= Roughler =

The Roughler chronicled life in Ladbroke Grove in the 1980s and 1990s before the last Bohemians were forced out. The magazine was single-handedly produced by Ray Roughler Jones, a refugee from Swansea, and contained contributions from The Clash, Will Self, Jock Scott, Shane MacGowan, Neneh Cherry, Joe Rush of Mutoid Waste, Keith and Kevin Allen plus local heroes such as Steve Underground, John The Hat and Ian Bone of Class War. It was headquartered in West London. It was published between 1983 and 2004.

It provided a focus for a shambolic group of creative people and offshoots included the infamous Roughler Gallery in an abandoned Chinese takeaway in NoGo (North of Golborne Road). The Roughler chronicled the rise and fall of the Portobello Panto, through the internecine Panto Wars of the early 90s when Anna Chancellor and her dastardly gang of toffs put on a rival production.

RoughlerTV was launched at Portobello Film Festival 2007 with a daily webcast and in July 2008, RoughlerTV exhibited psychogeographic installations on the top floor of the Louis T Blouin Institute in 'It Happened Here', the opening of 'Art After Dark'. Five weeks later, they were invited back to stage A Quality Shambles, a post-Situationist Happening. In 2010, Tangent Books published Ray Roughler Jones' memoir, Drowning On Dry Land, which was described as "absurdly brilliant" by Jake Arnott. This book, released on 1 September, describes Ray's travails in Swansea, Ladbroke Grove and San Francisco. Rhys Ifans suggests 'I knew Ray as a Swansea Jack, But I never knew he was the Swansea Jack Kerouac'. Jones was voted Notting Hill Local Personality of the Year 2011 by mynottinghill website.

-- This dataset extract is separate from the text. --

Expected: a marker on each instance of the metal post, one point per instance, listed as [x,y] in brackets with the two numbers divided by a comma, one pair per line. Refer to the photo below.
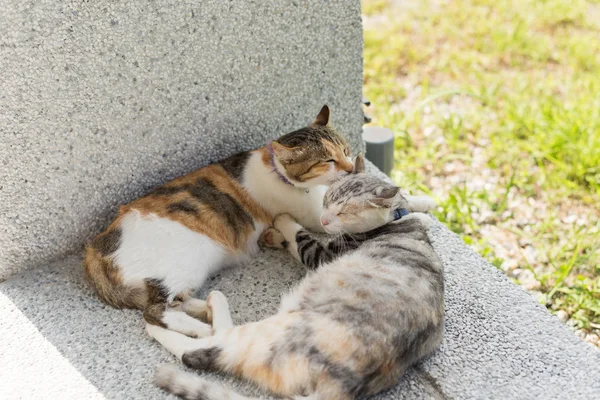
[380,147]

October 2015 saw the publication of Rays 3000 Hangovers Later, a book of photographs of The Warwick Castle on Portobello Rd in the 1980s. From 25 October, Jones can be seen as Dai Bread in Kevin Allens film of Under Milk Wood.

From 2014 Ray has been the spoken word director at Portobello Live Festival.

2016 saw the formation of a new Country rock band GLORY BOUND. 16 December saw the release of a 10" vinyl E.P. Hey Cowgirl (which way's the Rodeo).

In Spring 2018 Glory Bound returned to the Studio recording their new single Let's all get Drunk. Being released this summer.